The importance of optimal levels of RNA expression for anti-HIV activity and cell viability is supported by the observation that there was selection for transduced CEM T lymphocytes with optimal anti-HIV RNA expression during HIV infection. This phenomenon has also been observed for transduced CEM T lymphocytes harboring a single copy of the transgene (data not shown), reflecting selection of cells with more transcriptionally active integration sites. We evaluated overall RNA expression by qRT-PCR and showed persistent expression during challenge, and therefore it is likely that there is selective pressure for cells with optimal expression to provide antiviral activity in the absence of cellular toxicity.
In addition to RNA expression levels as a determinant for the effectiveness of an RNA-based gene therapy, the nature of the small RNAs should also be considered and carefully balanced between toxicity and therapeutic efficacy.
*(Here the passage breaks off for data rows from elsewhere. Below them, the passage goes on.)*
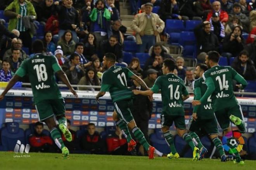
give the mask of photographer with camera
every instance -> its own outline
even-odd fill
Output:
[[[222,56],[228,58],[236,57],[243,50],[244,42],[242,33],[242,28],[237,26],[234,27],[232,33],[226,36],[223,40]]]

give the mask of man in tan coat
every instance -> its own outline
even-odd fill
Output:
[[[148,2],[145,7],[145,12],[136,15],[131,25],[131,29],[136,33],[139,53],[144,53],[156,42],[160,42],[159,33],[164,28],[164,22],[157,14],[152,12],[153,4]]]

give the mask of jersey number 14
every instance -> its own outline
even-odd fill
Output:
[[[33,68],[34,70],[36,70],[36,75],[37,75],[38,82],[40,82],[42,81],[45,81],[47,80],[48,77],[46,72],[45,65],[44,64],[41,64],[40,65],[38,64],[35,65]]]

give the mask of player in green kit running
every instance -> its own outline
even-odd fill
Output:
[[[205,63],[210,68],[203,75],[208,88],[200,100],[194,100],[193,106],[205,103],[211,97],[212,107],[218,122],[227,139],[229,153],[235,156],[234,163],[244,164],[236,148],[237,143],[233,137],[230,121],[237,127],[242,133],[246,132],[244,116],[241,106],[238,104],[233,89],[233,80],[240,83],[236,86],[242,89],[247,85],[247,82],[230,66],[220,66],[218,63],[220,54],[215,51],[209,52]]]
[[[126,138],[129,143],[128,148],[133,149],[136,143],[128,133],[127,126],[135,138],[146,150],[148,151],[149,158],[154,159],[155,148],[150,146],[147,141],[142,132],[137,127],[131,113],[130,107],[132,105],[131,98],[133,93],[127,87],[127,80],[130,78],[135,80],[143,89],[146,90],[149,88],[141,79],[128,69],[116,66],[115,65],[116,60],[116,57],[112,53],[107,53],[103,57],[103,67],[107,70],[102,74],[101,88],[96,96],[96,99],[99,102],[100,97],[104,96],[106,91],[109,92],[119,118],[119,120],[116,122],[117,124],[129,136]],[[131,145],[130,143],[132,143],[132,146],[129,146]]]
[[[31,83],[34,101],[39,121],[45,122],[55,143],[61,149],[63,157],[67,158],[69,151],[64,145],[61,133],[56,128],[54,115],[59,122],[59,127],[67,140],[71,141],[72,137],[67,127],[64,99],[56,83],[55,73],[76,97],[77,94],[71,86],[56,57],[53,55],[47,56],[43,53],[44,47],[43,41],[39,39],[35,41],[32,45],[32,49],[35,53],[35,56],[22,62],[0,96],[0,100],[3,99],[6,93],[16,82],[21,77],[28,74]]]
[[[199,100],[204,94],[207,86],[202,76],[204,72],[208,69],[205,64],[199,64],[195,67],[194,74],[196,80],[193,82],[194,92],[194,100]],[[192,117],[187,127],[190,132],[189,134],[194,138],[197,143],[197,146],[200,150],[199,159],[203,158],[207,152],[207,149],[202,144],[199,137],[195,133],[203,130],[207,133],[213,141],[220,156],[221,161],[225,161],[226,155],[224,151],[221,141],[218,137],[218,131],[217,120],[214,116],[211,107],[211,100],[209,97],[205,102],[200,106],[194,107]]]
[[[187,133],[183,101],[189,97],[189,93],[182,80],[173,74],[175,67],[175,62],[170,58],[164,61],[162,70],[164,75],[159,76],[151,89],[146,91],[133,91],[135,94],[152,96],[154,93],[161,90],[163,102],[163,112],[161,115],[162,131],[171,151],[167,157],[170,158],[180,157],[173,142],[173,136],[169,131],[173,122],[178,135],[182,137],[193,151],[193,160],[198,159],[199,149]]]

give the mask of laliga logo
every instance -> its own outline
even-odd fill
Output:
[[[26,153],[28,154],[30,149],[30,145],[29,144],[27,144],[25,148],[25,146],[21,144],[21,142],[19,140],[17,141],[16,145],[14,148],[14,151],[16,153],[18,153],[19,151],[21,153],[23,153],[24,151]]]

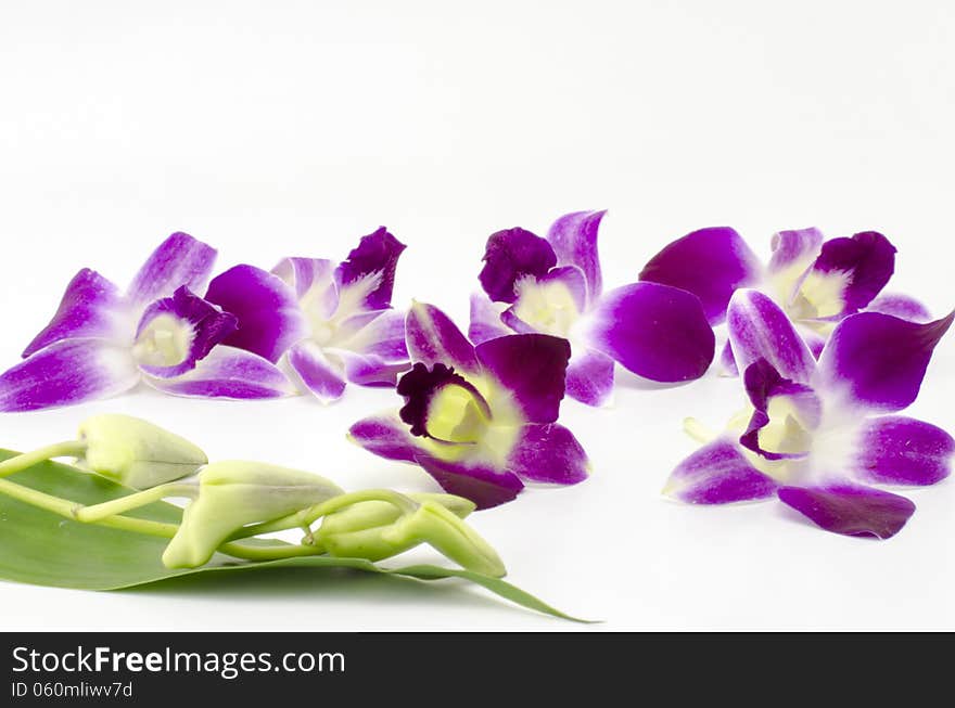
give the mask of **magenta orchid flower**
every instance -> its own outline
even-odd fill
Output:
[[[441,310],[408,312],[411,371],[398,381],[405,406],[352,426],[349,439],[389,460],[418,464],[479,509],[511,501],[522,480],[573,485],[589,463],[557,423],[570,359],[565,339],[543,334],[473,346]]]
[[[319,400],[345,382],[394,386],[406,371],[404,313],[391,309],[405,245],[382,227],[335,266],[285,258],[271,272],[235,266],[209,283],[206,299],[239,318],[226,344],[283,363]]]
[[[734,229],[701,229],[653,256],[640,280],[692,293],[714,326],[725,320],[737,288],[760,289],[795,323],[816,357],[836,324],[855,312],[931,320],[917,300],[881,294],[895,269],[895,247],[876,231],[828,241],[814,228],[780,231],[773,236],[772,250],[764,266]],[[737,371],[729,346],[721,360],[729,372]]]
[[[715,339],[697,297],[657,283],[603,292],[597,232],[603,211],[558,219],[542,239],[515,228],[487,240],[481,285],[471,298],[475,343],[514,332],[563,337],[573,356],[571,398],[600,406],[612,390],[614,362],[655,382],[699,378]]]
[[[180,396],[273,398],[294,386],[265,359],[221,346],[235,318],[193,294],[216,252],[174,233],[125,294],[79,271],[56,313],[0,374],[0,411],[30,411],[118,395],[140,381]]]
[[[871,485],[932,485],[951,472],[952,436],[896,413],[918,395],[953,319],[850,314],[817,362],[778,305],[737,291],[727,324],[749,406],[724,435],[688,421],[706,443],[673,471],[664,493],[697,504],[777,497],[828,531],[894,536],[915,504]]]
Because RNA decoys act as “sponges” and therefore function in a stoichiometric fashion, the expression level needs to be sufficiently high to achieve therapeutic efficacy, whereas siRNAs and ribozymes are capable of multiple turnover by cleaving their targets in a catalytic manner and should be functional with lower copies per cell. Constructs with the most potent antiviral activities in the context of the MCM7 intron platform tended to have higher RNA expression levels and usually contained more than two RNA agents that are catalytic in nature, such as an siRNA or ribozyme. It is interesting to note that all the constructs that exhibit antiviral activity in the viral challenge assay contain the S1 siRNA that targets both the HIV-1 tat
messages. Although our current data cannot demonstrate whether the other two small RNAs in the constructs have additive effects in antiviral activity, the principle of combinational therapy is to reduce viral escape in a long-term setting. We have previously demonstrated that the combination of three is superior to two and better than single small RNA agents in prolonging anti-HIV protection in long-term setting in a viral challenge assay (Li et al.
In summary, these studies represent the first example of incorporating combinations of snoRNA-based agents with siRNA-based agents within a single expression platform driven by a single Pol II promoter. We demonstrated the versatility of the MCM7 platform for expressing a variety of small antiviral RNAs in addition to miRNAs. We also demonstrated superior packaging of these constructs versus the parental empty pHIV7-EGFP lentiviral vector. The enhanced packaging efficiency was especially pronounced when the transgene was cloned in the forward orientation with respect to the packaging CMV promoter. Last, after HIV-1 challenges of CEM T lymphocytes transduced with the various RNA combinations, we found three small RNA combinations, MCM7-S1/S2M/S3B, MCM7-S1/S2M/U16TAR, and MCM7-S1/U16U5RZ/U16TAR, that strongly inhibited viral replication during the 1-month challenge. We also found that the pressure of HIV-1 infection resulted in selection of cells with optimal levels of anti-HIV gene expression. The two RNA combinations that contained two or more nucleolar RNAs did not significantly inhibit HIV replication, perhaps owing to the noncatalytic nature of RNA decoys versus the siRNAs and ribozyme. Our results suggest these factors should be carefully considered in designing an efficient RNA-based gene therapy.